Algo Trading facilitates transaction decision making in the financial markets using advanced mathematical tools. It is also known as Algorithmic trading, automated trading and black box trading. Algo Trading generates a model to place buy or sell order of a specific quantity that automatically generates the time and size of orders based on the specified parameters and constraints of the algorithm. It is Black Box trading that no one else knows about the strategy followed by trader and has been pre-programmed using logic to generate both buy and sell signals automatically.
In Indian stock markets, Algo Trading was first allowed in 2008 and now Algo trade volume accounts for 40% of total trade in the cash segment in NSE and BSE in March 2015.It is allowed by SEBI in all segments — equities, derivative and commodities.

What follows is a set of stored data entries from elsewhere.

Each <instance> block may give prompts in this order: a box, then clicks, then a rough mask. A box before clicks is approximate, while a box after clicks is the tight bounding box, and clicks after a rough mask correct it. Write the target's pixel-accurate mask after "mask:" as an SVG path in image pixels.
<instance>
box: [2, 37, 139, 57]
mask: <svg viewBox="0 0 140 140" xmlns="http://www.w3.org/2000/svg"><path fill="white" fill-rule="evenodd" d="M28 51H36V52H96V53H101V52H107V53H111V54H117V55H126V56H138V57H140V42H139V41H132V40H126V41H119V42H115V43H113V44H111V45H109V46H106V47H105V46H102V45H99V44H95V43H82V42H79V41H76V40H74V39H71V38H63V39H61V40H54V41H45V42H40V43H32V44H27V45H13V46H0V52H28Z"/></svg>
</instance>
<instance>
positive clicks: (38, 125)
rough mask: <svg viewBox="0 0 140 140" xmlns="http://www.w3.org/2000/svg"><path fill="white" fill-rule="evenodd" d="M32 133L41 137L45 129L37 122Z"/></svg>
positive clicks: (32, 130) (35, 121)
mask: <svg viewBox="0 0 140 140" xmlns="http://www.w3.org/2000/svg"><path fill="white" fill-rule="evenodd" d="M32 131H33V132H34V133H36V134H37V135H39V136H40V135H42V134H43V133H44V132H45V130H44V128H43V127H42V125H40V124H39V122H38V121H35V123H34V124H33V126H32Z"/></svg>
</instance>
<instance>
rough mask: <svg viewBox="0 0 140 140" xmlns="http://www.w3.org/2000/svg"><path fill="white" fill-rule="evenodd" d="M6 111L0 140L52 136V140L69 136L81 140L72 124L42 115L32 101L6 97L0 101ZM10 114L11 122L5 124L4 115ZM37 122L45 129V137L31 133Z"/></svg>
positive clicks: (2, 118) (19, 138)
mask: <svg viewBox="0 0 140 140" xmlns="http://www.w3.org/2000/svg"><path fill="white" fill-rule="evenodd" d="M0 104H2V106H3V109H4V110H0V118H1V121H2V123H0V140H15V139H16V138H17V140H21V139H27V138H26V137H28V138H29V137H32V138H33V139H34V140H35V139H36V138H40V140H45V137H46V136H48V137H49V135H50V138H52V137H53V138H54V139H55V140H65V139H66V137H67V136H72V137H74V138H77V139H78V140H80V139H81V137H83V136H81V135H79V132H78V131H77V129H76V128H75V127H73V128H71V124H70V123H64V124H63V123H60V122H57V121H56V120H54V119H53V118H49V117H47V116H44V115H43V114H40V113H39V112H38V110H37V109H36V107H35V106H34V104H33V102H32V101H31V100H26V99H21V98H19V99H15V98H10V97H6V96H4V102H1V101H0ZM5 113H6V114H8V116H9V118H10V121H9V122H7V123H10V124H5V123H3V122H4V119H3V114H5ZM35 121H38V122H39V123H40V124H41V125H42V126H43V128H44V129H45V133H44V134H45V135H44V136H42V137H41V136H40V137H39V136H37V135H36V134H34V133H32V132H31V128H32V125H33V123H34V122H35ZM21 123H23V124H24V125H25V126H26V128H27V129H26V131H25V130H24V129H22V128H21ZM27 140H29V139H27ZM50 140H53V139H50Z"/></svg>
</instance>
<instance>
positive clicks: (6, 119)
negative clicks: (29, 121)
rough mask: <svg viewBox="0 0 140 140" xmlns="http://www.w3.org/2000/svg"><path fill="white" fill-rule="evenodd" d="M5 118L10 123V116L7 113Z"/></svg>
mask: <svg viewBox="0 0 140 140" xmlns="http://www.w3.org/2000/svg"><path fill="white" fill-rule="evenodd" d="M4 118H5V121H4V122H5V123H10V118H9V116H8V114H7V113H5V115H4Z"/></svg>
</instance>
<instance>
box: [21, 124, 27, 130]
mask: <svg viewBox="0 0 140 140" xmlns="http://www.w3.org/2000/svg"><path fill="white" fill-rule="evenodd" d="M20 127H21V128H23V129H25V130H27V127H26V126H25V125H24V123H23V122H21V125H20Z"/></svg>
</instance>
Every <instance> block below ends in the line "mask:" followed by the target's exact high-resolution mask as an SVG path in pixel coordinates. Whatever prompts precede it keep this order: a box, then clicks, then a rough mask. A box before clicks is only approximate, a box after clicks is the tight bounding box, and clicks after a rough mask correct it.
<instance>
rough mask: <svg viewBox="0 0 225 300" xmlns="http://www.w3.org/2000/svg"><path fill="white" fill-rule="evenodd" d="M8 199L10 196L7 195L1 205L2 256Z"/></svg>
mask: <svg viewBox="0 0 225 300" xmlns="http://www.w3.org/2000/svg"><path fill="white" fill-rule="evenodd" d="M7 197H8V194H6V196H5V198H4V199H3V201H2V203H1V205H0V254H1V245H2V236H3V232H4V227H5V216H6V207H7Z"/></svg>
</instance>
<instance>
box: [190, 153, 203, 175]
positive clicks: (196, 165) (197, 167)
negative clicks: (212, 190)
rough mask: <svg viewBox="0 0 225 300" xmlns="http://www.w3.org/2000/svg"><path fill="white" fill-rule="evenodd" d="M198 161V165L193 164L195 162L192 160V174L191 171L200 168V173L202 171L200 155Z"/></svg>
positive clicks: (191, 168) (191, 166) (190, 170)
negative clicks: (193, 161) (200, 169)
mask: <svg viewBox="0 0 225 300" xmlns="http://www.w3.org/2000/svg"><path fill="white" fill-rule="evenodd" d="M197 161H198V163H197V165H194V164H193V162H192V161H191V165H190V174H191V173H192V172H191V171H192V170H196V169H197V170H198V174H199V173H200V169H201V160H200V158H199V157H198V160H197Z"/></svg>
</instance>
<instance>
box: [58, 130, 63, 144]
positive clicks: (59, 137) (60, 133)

High Frequency Algo Trading react very fast to events in the market and is the biggest contributor of liquidity to the markets by reducing bid-ask spreads. It helps to find out the best price which is being offered and traded.The computers, through Algo trading, can do millions and billions of transactions in click of seconds with better connectivity, accuracy and processing speed, compared to an ordinary human trader. It improves trade volumes and price efficiency, and reduces market volatility. It is very difficult for an ordinary trader to keep track of market of each minute but Algo Trading (through computers) enables so. In this ever changing trading environment with a lot more traders in the market to push competition and consciousness about trading cost, only those traders can capture the maximum orders who can innovate their services and fetch early mover advantage.
But it also poses risks in the form of increased probabilities of error trades and market manipulation. It got a boost with the introduction of direct market access (DMA) – electronic ways of interacting with the stock markets, when ‘co-location’ was allowed in India. Co-location is a platform or exchange which allows some traders, usually large traders, to place their computer servers next to the exchange server for a price. This leads to installing a two-queue system for traders, one with a co-location advantage and another without co-location advantage which means those who can pay get the advantage in trading. Algo trading also encourages malpractices like spoofing and quote stuffing which means placing orders with no intention of executing them and creating an illusion of demand to get favorable prices.
The best execution through use of algorithmic tools depends on clear understanding of portfolio management strategies, objectives, pre-defined models, constraints, cost issues, balancing timing and integration of Order Management Systems, close relationships with algorithmic trading providers and thorough post-trade analysis and feedback. But all these factors put together still can’t beat ‘Trader’s Gut Feel’.
Like any other industry, things evolve and change but one who adapt with the changes by learning new skills survives. People always exhibit resistance to change but there is rule of survival of fittest. At last, any trading strategy that aims to manipulate the markets can be executed algorithmically as well as manually and it is the trading strategy which aims to manipulate, and not the platform. Thereby, Algo trading with the ability to turn the information into intelligent trading decisions, can prove to be the next best stroke in the financial industry.